E così lui alterna momenti di spettacolo puro ad errori inutili che se continueranno lo faranno indietreggiare sempre di più nella classifica mondiale. Ha raggiunto la posizione n°10 del ranking, ma oggi è 30 e quello che maggiormente spaventa i suoi ammiratori è che non pare esserci una vera presa di coscienza. Dalle sue dichiarazioni sembra giocare solo per lo spettacolo, per sentire gli applausi dopo un bellissimo rovescio tenuto nascosto sino all’ultimo.
Il suo gioco esplosivo così sembra tuttavia perdere il senso vero che è quello del successo. Ogni punto è un mezzo per stringere la mano come vincitore e non un fine a se stesso, allo spettacolo, perché così facendo il rischio che allenatori, fan e sponsor piano piano si allontanino è sempre più probabile lasciandolo nel suo soliloquio.

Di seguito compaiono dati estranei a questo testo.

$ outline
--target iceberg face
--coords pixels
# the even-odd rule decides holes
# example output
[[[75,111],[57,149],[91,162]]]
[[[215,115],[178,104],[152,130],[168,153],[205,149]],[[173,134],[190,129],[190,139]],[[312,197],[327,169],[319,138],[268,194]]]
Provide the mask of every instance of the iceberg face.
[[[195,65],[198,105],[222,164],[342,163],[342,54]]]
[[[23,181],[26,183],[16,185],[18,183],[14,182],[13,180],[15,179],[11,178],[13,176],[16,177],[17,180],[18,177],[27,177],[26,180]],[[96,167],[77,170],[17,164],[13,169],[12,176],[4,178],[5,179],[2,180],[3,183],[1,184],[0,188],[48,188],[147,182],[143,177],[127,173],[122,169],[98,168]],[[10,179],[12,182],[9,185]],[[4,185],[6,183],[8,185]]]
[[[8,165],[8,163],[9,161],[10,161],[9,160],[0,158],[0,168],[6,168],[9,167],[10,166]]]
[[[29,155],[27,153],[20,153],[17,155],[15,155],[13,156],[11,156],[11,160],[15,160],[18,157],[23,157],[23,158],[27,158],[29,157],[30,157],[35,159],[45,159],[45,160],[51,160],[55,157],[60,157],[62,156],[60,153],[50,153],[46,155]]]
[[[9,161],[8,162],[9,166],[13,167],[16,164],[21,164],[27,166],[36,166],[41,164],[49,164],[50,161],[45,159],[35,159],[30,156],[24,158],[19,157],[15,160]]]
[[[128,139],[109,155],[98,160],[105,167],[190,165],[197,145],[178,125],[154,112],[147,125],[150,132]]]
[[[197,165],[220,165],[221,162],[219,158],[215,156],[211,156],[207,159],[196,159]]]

Per la cronaca ha perso al terzo turno del Masters 1000 di Miami, alla seconda partita dopo il bye al primo, con Taylor Fritz per 6-4 6-4, ossia lo stesso punteggio con il quale l’aveva sconfitto il primo marzo di quest’anno anche ad Acapulco.
Taylor ha saputo mettere a frutto il suo talento che non è limpido come quello di Denis dopo un periodo, dai 20 ai 23 anni, fatto più di ombre che di luci. Oggi ha trovato la sua dimensione con il lavoro, la fatica e la sua capacità di stare in campo che gli garantiscono solitamente buoni se non ottimi risultati. Ora è lui nella top ten con l’intenzione di provare a starci per più tempo possibile.
I due break all’ottavo game del primo set e al quarto del secondo per il punteggio di 6-4 6-4 non danno il senso preciso della differenza netta che si è vista in campo. E pensare che nei primi sette incontri ufficiali Denis aveva vinto cinque volte.